Rinascimento gaberiano
Se buona parte dei media sembrano aver dimenticato l’importanza del lavoro di Gaber, stupisce positivamente trovarlo invece tra le influenze di alcuni nuovi talenti dello scenario musicale, soprattutto urban. La centralità di Gaber come fonte di ispirazione viene esplicitamente sottolineata da Madame, che lo cita e lo inserisce nelle playlist condivise coi fan, così come da Ghali (che ha inserito un verso di Destra-sinistra nella sua Cara Italia) e da Margherita Vicario, la cui carriera è iniziata con un approccio molto vicino al teatro-canzone.
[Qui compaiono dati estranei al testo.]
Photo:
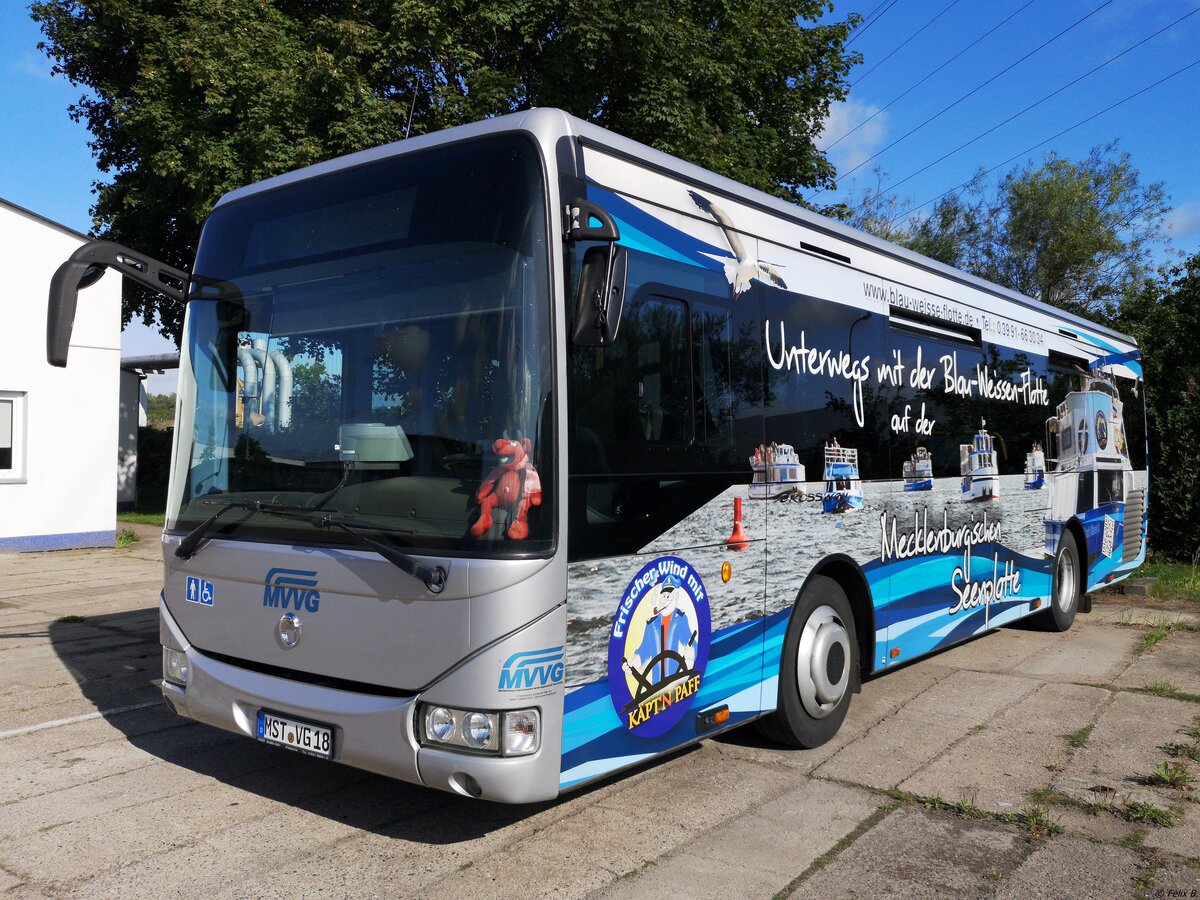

Eredità che affiorano e non solo in ambito musicale: Francesco Centorame, venticinquenne attore di Skam Italia, proprio in un’intervista con Lorenzo Luporini ha raccontato di aver trovato in Gaber, oltre un modello per la recitazione, anche un conforto diretto, «un compagno», nel corso dei vissuti depressivi sperimentati durante l’adolescenza.
Tutti questi esempi del lascito del Signor G tra i giovanissimi fanno ben sperare che si possa assistere presto a un vero rinascimento gaberiano, a una rimessa in circolo dell’opera di questo maestro dell’ironia perturbante, che non smette di parlarci attraverso i decenni. Un talento dall’ironia – più tenera, fraterna, che cinica – in grado di illuminare le faglie della nostra vita emotiva, spingendoci a maneggiarle con la cura di un’introspezione finalmente libera dalla retorica con cui media e luoghi comuni tendono ancora oggi a fraintenderle e tradirle, inibendo la spregiudicata passione che meritano.